Our morals aren't as strong as they used to be, but some are still there, which is why you don't see any 12 year old crack whores. Also, this happens when you throw education in the picture as well, so let's keep that out for now, we'll throw it in later on in the discussion.
Sarge: I represent the past, where things cost less and people knew the value of a hard day's work, but they only lived to be 28 years old.
Simmons: And I am the future, where people have no morals and no emotions, but we have a bunch of kick-ass gadgets.

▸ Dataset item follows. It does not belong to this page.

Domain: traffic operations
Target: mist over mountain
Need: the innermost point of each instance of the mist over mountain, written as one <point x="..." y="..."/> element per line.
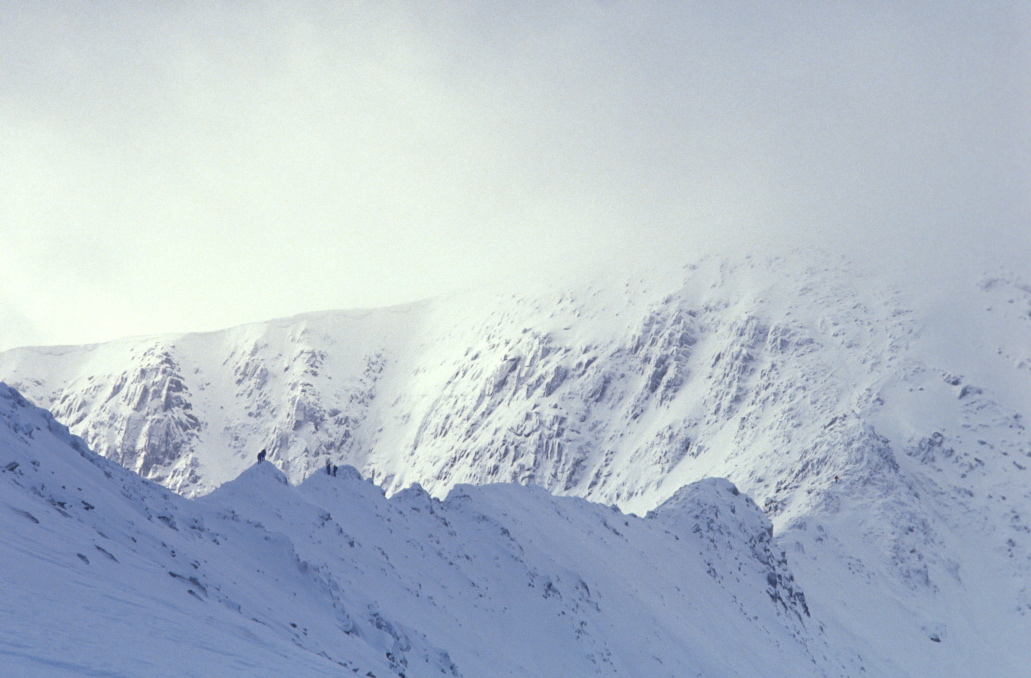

Grif: And I'm the future, which sucks; we have nothing cool, and also no morals.
Thomas Hobbes:
Everyone is self-interested. Prior to forming society, we exist in a "state of nature," where all individuals are at war with all other individuals over scarce resources such as food, water, and shelter. Anything goes. However, being reasonable people, we realize that, if we are self-interested, we can achieve more as individuals if our right to life is guaranteed; thus, we enter into a social contract with everyone else and invest all our rights into one leader, the Leviathan, who guarantees our safety from others.
John Locke:
Everyone is self-interested, but in the "state of nature," people have fundamental rights: life, property, self-defense, punishment, and reparation. As with Hobbesian SoN, we compete over scarce resources, although we generally exist in a peaceful state (because there are not too many people such that competition causes war). Being reasonable people, we realize that, as self-interested individuals, we can achieve more as individuals if we work together. By giving up their rights to be judge, jury, and executioner should they be wronged by someone else, everyone retains all their own other rights and invest in a minimalist government that protects them.
Both of these are very much simplified.